Just for good measure, too, to destabilize the nuclear family, you encourage over-stimulation in the younger generation, causing extra-marital pregnancies and illegitimate children with no financial support. These you want to preserve, because they’re your future socialist army.

You’ve now dealt with the fringes of the population. But there are still too many darned people. They’re also fighting back. So you regulate their lives and create onerous legislation that will discourage, and finally criminalize, dissent. Eventually, your lawyers can prove their danger to humanity and ultimately dispose of them. Legally.

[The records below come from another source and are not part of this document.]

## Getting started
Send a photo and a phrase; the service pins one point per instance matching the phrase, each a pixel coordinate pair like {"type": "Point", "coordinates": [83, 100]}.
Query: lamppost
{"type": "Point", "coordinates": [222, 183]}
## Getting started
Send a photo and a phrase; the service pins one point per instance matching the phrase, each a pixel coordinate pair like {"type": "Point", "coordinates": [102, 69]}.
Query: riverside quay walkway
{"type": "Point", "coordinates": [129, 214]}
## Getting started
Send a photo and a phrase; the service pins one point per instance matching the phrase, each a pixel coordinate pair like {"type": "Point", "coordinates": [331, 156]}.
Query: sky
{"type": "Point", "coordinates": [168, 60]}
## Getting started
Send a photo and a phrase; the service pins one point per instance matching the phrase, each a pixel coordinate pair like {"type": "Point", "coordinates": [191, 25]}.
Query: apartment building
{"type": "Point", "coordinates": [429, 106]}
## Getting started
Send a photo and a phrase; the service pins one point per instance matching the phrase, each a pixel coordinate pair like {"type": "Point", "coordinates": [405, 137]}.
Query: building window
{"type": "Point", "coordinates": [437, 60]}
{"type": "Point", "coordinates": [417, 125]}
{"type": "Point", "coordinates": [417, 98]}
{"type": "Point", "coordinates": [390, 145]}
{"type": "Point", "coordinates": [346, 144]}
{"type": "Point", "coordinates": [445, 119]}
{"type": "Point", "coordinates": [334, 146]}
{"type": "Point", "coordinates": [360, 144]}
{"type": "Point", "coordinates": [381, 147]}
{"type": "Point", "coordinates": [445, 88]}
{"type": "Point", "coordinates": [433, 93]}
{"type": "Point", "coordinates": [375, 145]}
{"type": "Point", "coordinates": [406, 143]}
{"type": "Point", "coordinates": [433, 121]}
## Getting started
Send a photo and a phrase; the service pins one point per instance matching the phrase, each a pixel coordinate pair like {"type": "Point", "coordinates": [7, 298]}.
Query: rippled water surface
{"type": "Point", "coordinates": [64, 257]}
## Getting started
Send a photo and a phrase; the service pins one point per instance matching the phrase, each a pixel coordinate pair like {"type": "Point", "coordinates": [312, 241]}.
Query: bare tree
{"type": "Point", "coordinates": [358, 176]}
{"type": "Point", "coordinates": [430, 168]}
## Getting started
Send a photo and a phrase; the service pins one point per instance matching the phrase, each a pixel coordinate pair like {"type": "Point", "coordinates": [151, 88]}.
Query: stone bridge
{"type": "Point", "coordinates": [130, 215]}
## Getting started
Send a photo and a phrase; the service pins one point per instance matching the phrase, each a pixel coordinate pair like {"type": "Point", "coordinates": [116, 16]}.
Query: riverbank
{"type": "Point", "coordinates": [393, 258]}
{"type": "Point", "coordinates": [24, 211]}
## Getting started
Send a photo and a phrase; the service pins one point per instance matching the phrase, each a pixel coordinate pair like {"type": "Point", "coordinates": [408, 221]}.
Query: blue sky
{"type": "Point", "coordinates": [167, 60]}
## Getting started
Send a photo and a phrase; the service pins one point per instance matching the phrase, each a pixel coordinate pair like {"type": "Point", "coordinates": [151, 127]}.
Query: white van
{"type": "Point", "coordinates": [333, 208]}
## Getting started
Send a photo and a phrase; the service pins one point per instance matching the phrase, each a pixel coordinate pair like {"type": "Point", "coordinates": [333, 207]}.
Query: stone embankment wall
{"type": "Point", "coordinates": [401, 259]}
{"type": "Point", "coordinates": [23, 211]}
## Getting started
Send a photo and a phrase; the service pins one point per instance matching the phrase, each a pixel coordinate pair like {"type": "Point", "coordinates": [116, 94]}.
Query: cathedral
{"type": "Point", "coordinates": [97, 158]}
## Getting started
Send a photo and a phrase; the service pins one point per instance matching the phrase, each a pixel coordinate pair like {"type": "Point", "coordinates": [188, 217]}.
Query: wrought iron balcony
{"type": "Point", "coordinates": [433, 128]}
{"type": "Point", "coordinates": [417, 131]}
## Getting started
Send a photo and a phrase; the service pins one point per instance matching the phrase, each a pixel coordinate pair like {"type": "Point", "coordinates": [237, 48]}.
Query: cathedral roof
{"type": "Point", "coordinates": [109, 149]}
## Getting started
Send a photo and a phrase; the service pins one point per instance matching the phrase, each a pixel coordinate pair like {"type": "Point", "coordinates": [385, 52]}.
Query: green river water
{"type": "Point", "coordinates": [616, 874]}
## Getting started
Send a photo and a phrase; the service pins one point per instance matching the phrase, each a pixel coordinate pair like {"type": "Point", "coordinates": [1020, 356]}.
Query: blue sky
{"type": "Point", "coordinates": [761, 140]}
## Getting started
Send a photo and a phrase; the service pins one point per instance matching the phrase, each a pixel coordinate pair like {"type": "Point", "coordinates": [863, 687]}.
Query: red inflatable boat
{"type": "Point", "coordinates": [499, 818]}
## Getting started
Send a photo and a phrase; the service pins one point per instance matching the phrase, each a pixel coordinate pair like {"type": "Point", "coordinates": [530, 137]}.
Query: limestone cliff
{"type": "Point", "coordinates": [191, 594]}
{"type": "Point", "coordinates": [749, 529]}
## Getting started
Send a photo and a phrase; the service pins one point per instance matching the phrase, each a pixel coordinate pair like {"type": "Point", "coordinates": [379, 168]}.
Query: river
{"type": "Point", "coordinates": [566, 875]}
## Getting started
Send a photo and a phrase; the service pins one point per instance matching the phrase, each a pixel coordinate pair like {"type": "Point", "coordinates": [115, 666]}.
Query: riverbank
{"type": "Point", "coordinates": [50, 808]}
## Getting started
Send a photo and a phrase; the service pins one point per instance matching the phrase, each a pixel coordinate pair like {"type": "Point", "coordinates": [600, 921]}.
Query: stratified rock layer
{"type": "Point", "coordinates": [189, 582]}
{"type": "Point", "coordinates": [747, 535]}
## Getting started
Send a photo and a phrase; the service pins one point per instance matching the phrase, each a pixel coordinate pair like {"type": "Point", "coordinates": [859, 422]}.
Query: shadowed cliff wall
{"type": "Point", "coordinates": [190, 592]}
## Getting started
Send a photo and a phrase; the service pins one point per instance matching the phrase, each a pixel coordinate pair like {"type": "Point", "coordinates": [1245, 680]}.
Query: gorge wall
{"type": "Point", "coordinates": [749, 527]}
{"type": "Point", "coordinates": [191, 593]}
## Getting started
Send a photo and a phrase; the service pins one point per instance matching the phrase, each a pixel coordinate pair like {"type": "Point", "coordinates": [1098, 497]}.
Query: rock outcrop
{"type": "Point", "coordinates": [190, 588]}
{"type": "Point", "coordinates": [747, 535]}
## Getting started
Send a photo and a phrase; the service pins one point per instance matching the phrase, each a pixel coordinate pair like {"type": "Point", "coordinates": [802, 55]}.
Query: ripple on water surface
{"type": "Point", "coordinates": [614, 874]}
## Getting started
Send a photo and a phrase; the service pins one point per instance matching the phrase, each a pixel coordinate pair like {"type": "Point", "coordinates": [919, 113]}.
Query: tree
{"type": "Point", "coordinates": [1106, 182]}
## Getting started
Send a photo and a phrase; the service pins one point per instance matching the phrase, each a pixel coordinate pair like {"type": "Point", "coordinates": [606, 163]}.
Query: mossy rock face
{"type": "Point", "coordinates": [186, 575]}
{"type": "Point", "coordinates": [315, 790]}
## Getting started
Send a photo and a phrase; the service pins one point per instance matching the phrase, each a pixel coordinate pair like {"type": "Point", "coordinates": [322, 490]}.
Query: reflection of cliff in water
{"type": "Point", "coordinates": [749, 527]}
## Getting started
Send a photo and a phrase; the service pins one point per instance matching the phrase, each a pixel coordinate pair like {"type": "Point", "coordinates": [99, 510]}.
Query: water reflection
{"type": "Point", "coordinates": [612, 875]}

The rest can be subdued through the destruction of the economy. Starving people will do anything you want, obey any command, carry out any order, unto the end of the earth. Your quest for power is nearly complete.

Except for their pesky God. Karl Marx may have observed that religion is the opiate of the masses. But you’d rather have them addicted to drugs than to religion. Destroying faith takes a generation or two. Mixed with some of the aforementioned drugs, it is possible to finally eliminate God and take His place as the ruler of the universe.

Sound crazy? Well, tomorrow we’re going to do our Glenn Beck homework and read for ourselves what this Fabian Society is all about. Then we’ll see who the lunatics really are.